Alien (1979): A Classic Built on Suspense
Ridley Scott’s next installment in the Alien franchise, Alien: Covenant, is about to bring us another round of horrific scares this weekend as it’s released to the masses. With that in mind, let’s take a look back to the film that started it all, 1979’s Alien! The film has certainly inspired many copycats since its release in theaters, but is it still worth all the praise all these years later? The following review will be spoiler free.
Alien is directed by the aforementioned Ridley Scott and stars Sigourney Weaver, Tom Skerritt, and John Hurt. The film follows a crew on board the Nostromo which is headed back to Earth after an expedition. However, the crew inexplicably wakes up from cryo-sleep to a distress signal from a nearby planet. The investigation of the signal turns dire as one of the crew members gets attacked by an alien that latches onto his face. Due to complications with the being, a large, bloodthirsty alien gets loose in the Nostromo, leaving the lives of the crew in the balance.
As you should probably already know, Alien is considered by many to be one of the best science fiction movies ever conceived, it not one of the best films ever made period. Feature on countless lists including the IMDb Top 250 list, Alien revolutionized the monster/horror genre and was cutting edge in special effects.
Its famous alien design broke the mold of simply a man in a rubber suit. In combination with screenwriter Dan O’Bannon, H.R. Giger, the designer of the alien, wanted something that was terrifying on both a physical and psychological level, deepening the dread of the picture. The famous “face-hugger” alien was the result. In conjunction with the famous Xenomorph, the creature created an unsettling, sexual undertone, mimicking the idea of rape as the creature impregnates its victim or kills it with an inner mouth that also resembles a phallic symbol.
I’d like to think that most would agree in saying that the design certainly did its job.
What I Liked
Like my review of Raiders of the Lost Ark, this review will cover Alien from the perspective of less discussed topics within the film. Why waste my time discussing points that have been debated ad nauseum?
Without further ado, the concept that I appreciate the most about this iconic film is the evolution of the main character, Ripley. As the film begins, Ripley is simply one of the crew members. The film does nothing to make her standout or force her into the middle of the picture. She’s just doing her job as one part of a group.
This allows for us to become attached to other characters. But also, it simultaneously allows for Ripley to earn her hero status. We see her grow into a leader. Too often do movies shove a character in our face and expect us to like him or her.
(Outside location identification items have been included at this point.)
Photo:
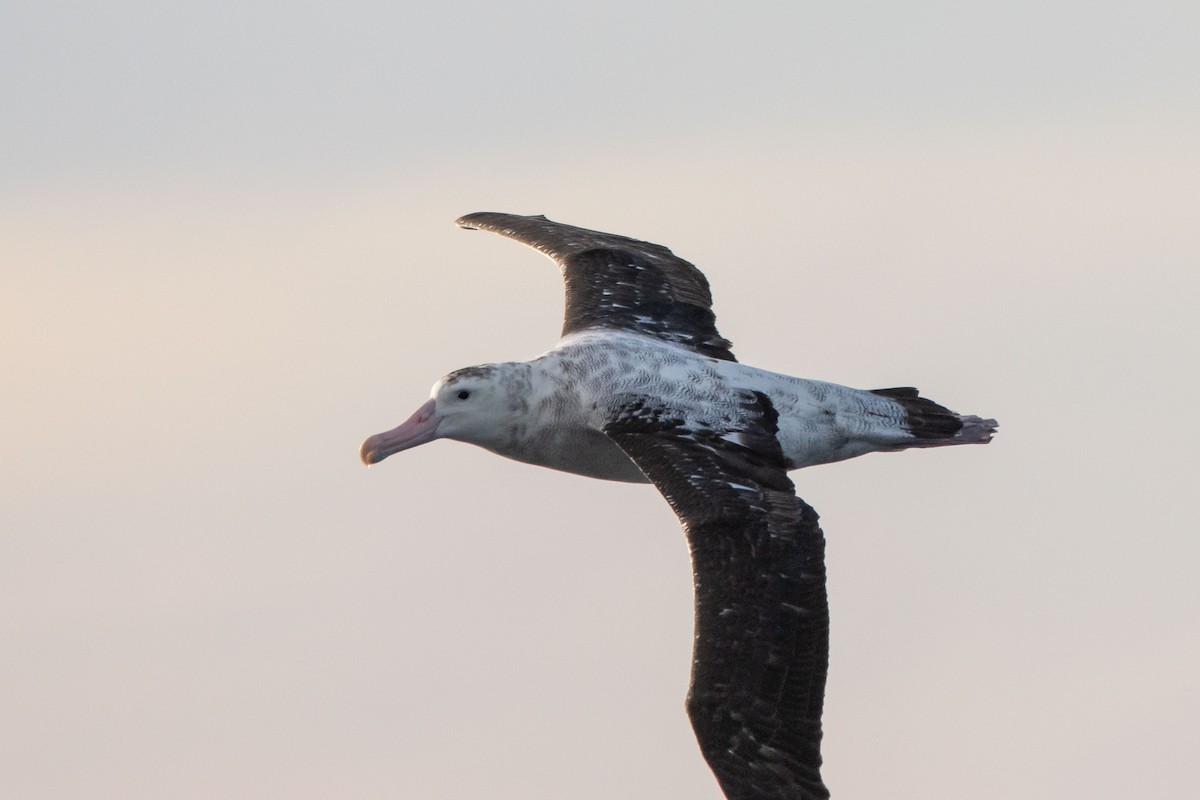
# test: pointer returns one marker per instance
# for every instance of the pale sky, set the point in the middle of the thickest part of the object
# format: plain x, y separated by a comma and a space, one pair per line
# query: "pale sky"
228, 256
We like Ripley because she deserves it.
Ripley as a character is perfectly set up and expanded upon as the movie progresses. From the moment we first see her, we understand that she plays by the rules. This trait is never disbanded once a certain massive rage monster gets loose in the ship. She always stays somewhat calm, almost acting how the viewer would as they reason through the problem from the other side of the television.
What I Liked…Continued
Moreover, Ridley Scott’s direction behind the camera improves all facets of the storytelling.
Scott changes camera movements and patterns on a regular basis. This concept perfectly submerses you into the world he has created. Before the crew wakes up from their sleep, Scott takes us on a tour around the Nostromo in a first-person perspective. At one point, doors on the ship even open for the camera as it slowly moves forward.
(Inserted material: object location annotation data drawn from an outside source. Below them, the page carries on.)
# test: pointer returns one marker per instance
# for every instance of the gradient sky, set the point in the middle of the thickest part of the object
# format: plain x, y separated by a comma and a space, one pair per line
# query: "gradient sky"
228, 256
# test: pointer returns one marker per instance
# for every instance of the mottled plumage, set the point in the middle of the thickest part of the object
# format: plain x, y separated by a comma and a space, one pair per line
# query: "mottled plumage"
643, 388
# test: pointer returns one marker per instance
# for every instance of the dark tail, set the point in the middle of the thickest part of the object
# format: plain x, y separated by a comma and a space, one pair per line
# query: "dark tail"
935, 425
Once the crew awakens, we get entirely different methods of direction and editing. When people are walking through corridors, long takes are used that subconsciously increase the dread of the film. When the horror elements of the film occur, quicker cuts are used to accentuate a fast, bloody kill. Scott understands what camera work is required to make a scene really pop.
He slowly ratchets up the tension (even to a fault), making the atmosphere feel unlike any other.
What I Liked…Continued…Continued
Similar to Jaws, the alien in Alien is rarely seen. If you were to calculate the amount of time that the Xenomorph is onscreen, it would probably be less than five minutes. Sometimes, when we look back at films with “nostalgia goggles,” we tend to accentuate qualities of films that great and apply them to the entirety of the film. However, this doesn’t mean that the creature’s presence isn’t felt throughout the film.
The combination of the editing techniques and a haunting score make the setting feel absolutely vile. The space feels lived in, gross, and most importantly, ominous. Alien perfectly explores the benefits of atmosphere to a movie’s themes and feel. There’s something to be said about an impending death circling our characters, waiting to jump out and attack. As one character notes, the Xenomorph is a “perfect organism.” It’s an angel of death in a sense, merely a means to an end for our characters.
Alien is certainly a classic film. Not only is it a perfect lesson in the art of suspense, but it has since redefined the genre and set a new standard for monster movies that has seldom been matched, if at all. It gets an A. There’s something to be said about a film that takes it time to set up tense situations without metaphorically “blowing its load” and sacrificing subtext for gore. Alien is at much poetry as it is a monster movie.